Une réussite, mineure certes, mais une réussite quand même.
À la fin d’Un homme d’ombres (cf. Bifrost n° 102), nous avions laissé John Nyquist sur la route le menant hors d’une ville écrasée de lumière. Dans ce premier volet des enquêtes de ce détective privé, nous découvrions Soliade, ville éclairée en permanence par des ampoules électriques, et sa jumelle ténébreuse, Nocturna – deux cités que l’on croirait tirées des fameuses Villes invisibles d’Italo Calvino.
La Ville des histoires poursuit sur cette lancée : Nyquist réside depuis quelques mois à Histoireville. Le principe de cette ville est simple : régie par le Conseil narratif, elle vit des histoires que les gens racontent et se racontent. Afin de faire bouillir la marmite, notre détective mène des filatures. L’une d’elles le conduit dans le quartier Melville, sur les pas d’un homme… à côté du cadavre duquel Nyquist se réveille bientôt. L’enquêteur est certain de ne pas l’avoir tué, tout comme il est sûr que ces pages couvertes d’un texte mystérieux ont quelque chose à voir avec ce nouveau mystère. Si ce deuxième roman rappelle par moment la série « Thursday Next » de Jasper Fforde, qui prenait la littérature et les histoires comme matériau de base, Noon reste dans le ton d’un pastiche de polar – détective cabossé par la vie, femmes fatales, ambiance plus noire qu’un café serré –, avec Lewis Carroll comme figure tutélaire.

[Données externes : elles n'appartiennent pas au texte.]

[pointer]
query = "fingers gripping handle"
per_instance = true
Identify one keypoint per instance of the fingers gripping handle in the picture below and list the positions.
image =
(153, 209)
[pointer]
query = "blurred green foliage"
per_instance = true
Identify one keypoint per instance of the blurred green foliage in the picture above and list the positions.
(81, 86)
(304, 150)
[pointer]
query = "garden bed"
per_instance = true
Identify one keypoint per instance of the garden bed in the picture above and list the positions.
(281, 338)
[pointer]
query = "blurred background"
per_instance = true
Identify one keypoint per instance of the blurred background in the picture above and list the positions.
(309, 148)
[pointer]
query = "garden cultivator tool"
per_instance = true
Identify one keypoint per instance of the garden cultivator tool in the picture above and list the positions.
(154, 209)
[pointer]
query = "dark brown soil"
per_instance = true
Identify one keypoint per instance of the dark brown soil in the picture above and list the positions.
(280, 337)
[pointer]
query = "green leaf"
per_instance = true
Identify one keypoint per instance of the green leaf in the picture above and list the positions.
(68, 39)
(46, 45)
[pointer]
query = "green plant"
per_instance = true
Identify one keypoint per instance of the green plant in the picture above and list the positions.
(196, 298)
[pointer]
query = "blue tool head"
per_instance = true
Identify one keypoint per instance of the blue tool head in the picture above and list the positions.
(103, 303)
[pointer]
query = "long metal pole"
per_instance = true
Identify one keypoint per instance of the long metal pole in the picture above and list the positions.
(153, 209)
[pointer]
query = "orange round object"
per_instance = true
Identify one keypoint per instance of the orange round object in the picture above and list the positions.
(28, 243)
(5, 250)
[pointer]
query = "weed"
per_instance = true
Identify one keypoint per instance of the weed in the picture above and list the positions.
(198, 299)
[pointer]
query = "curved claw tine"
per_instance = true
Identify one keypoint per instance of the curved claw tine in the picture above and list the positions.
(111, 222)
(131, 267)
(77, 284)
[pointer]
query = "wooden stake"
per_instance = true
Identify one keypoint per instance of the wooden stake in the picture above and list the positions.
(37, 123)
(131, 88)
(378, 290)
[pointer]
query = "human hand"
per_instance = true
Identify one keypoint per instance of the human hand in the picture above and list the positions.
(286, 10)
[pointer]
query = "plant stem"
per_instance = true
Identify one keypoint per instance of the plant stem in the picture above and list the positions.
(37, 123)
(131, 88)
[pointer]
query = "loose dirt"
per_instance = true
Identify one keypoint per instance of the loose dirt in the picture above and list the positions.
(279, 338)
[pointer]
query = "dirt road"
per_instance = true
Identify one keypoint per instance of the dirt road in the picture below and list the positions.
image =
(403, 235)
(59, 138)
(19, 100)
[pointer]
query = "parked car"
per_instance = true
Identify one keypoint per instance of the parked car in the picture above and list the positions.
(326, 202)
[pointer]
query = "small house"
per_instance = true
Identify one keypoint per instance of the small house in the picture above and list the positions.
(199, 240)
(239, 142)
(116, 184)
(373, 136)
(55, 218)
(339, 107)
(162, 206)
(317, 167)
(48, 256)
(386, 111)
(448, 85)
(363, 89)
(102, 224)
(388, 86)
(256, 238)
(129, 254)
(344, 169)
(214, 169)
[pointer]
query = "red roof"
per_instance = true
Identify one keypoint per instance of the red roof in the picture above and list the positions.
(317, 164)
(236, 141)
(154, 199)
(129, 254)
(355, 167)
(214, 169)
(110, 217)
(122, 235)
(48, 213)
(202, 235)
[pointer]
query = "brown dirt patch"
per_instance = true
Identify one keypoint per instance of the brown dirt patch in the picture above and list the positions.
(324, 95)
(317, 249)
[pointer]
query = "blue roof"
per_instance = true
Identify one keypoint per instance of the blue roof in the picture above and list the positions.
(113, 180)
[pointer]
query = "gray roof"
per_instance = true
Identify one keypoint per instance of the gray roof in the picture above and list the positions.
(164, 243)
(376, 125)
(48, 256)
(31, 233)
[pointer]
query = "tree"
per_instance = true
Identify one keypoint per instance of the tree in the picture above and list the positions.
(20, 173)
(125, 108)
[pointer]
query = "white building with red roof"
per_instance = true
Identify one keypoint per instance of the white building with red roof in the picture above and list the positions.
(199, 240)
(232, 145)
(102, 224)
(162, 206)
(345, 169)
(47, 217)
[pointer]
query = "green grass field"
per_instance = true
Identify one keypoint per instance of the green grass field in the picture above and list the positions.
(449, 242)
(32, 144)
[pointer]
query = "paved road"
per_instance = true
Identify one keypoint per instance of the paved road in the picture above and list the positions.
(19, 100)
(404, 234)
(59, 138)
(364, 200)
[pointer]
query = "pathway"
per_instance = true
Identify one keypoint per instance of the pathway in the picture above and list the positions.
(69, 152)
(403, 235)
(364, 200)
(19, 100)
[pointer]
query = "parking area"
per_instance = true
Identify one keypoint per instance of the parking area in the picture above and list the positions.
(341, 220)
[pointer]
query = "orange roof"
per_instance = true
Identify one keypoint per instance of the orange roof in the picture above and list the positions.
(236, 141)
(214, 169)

Changement d’ambiance pour Jenny-les-vrilles : après la réception de sept photographies susceptibles de le mettre sur la piste de son père, disparu des années plus tôt dans la zone crépusculaire entre Soliade et Nocturna, Nyquist quitte Histoireville pour se rendre à la campagne, dans le petit village d’Hoxley-sur-la-Vive. Le seul léger problème est que personne n’adresse la parole au détective le jour de son arrivée. Rien de plus normal : c’est la Saint-Switten et ce jour-là, à Hoxley, personne ne parle, par respect envers ce martyr chrétien oublié de presque tous. Comme Nyquist le comprend vite, la vie au village est régie par celle des saints : chaque jour, un saint différent ; chaque jour, des règles différentes, aussi absurde qu’absconses. Dans ces conditions absurdes, comment le détective peut-il espérer retrouver son père ? Riche d’une pesante atmosphère rurale, ce troisième volet du cycle négocie joliment son virage campagnard. Là aussi, la rationalité perd pied, et Nyquist comme les lecteurs devront accepter de se laisser porter par l’étrange.
Avec ses Villes invisibles, Italo Calvino brossait en quelques lignes le portrait de cités surprenantes. Jeff Noon, au travers des « Enquêtes de John Nyquist », montre ce que serait la vie quotidienne dans de telles villes, et le résultat est savoureux. Un quatrième tome, Within Without, est paru outre-Manche en 2021 : il nous tarde de le lire.